All that remained of ABRAHAM LINCOLN, sixteenth President of these United States, lay in a grand and gloomy catafalque, which was relieved, however, by choice flowers.

Cards of admission to the executive mansion was issued to the number of 600—forty of which were to the clergymen and twenty to the members of the press. The rest included the Governors of nearly all the loyal States, friends of the family, and those mentioned already.

Perhaps the most touching grief, which moved all present, was that of little Thaddeus Lincoln, the favorite son. He and his elder brother were the only mourners of the family present during the funeral solemnities.

President Johnson stood beside the remains of his lamented predecessor during the funeral oration.

Gen. Grant stood at the head of the corpse, while the members of the Cabinet and ex-Vice-President Hamlin were grouped about these eminent personages.

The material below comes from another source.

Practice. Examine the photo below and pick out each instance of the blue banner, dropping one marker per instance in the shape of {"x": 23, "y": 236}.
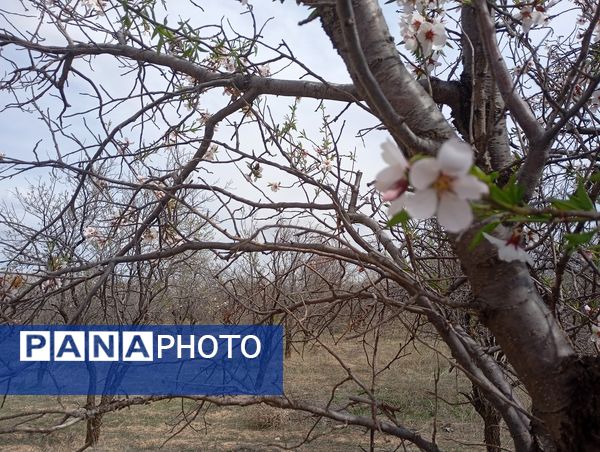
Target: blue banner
{"x": 141, "y": 360}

Rev. Dr. Hall, Rector of the Church of the Epiphany, rose and read a portion of the Episcopalian service for the burial of the dead.

Bishop-Simpson, of the Methodist Church, then offered a prayer, in which he fervently alluded to the emancipation proclamation and other noted deeds performed by President Lincoln.

lincoln-body

President Lincoln’s body lying in wake in New York City.

Rev. Dr. Gurley then read a funeral oration. At 2 p. M. the funeral procession started. All the bells in the city were toiled, while minute guns were fi-ed. Pennsylvania avenue, from the Treasury building to the Capitol, was entirely clear from curb to curb.

The procession moved, headed by a colored regiment with arms trailed, pretty much in the order of the published programme.

From the house tops, where thousands were congregated, the sight was the most sublime and magnificent one ever seen in this city or country. The forts across the Potomac sent up their curling smoke to join the echo of the minute guns that were fired in the city limits.

Preceding the hearse was the military escort, over one mile long. At short intervals bands discoursed dirges and drums beat muffled sounds.

After the hearse came the family, consisting only of Robert Lincoln and his little brother, and their relatives. Mrs Lincoln did not go out.

The procession was two hours and ten minutes passing a given point, being about three miles long. The centre of it had reached the Capital and was returning before the rear had left Willard’s.

To-morrow the remains will lie in state, and the next day they will go under escort to Illinois by way of Baltimore, Harrisburg, Pittsburgh and Chicago, to Springfield, and thus will end the funeral of ABRAHAM LINCOLN.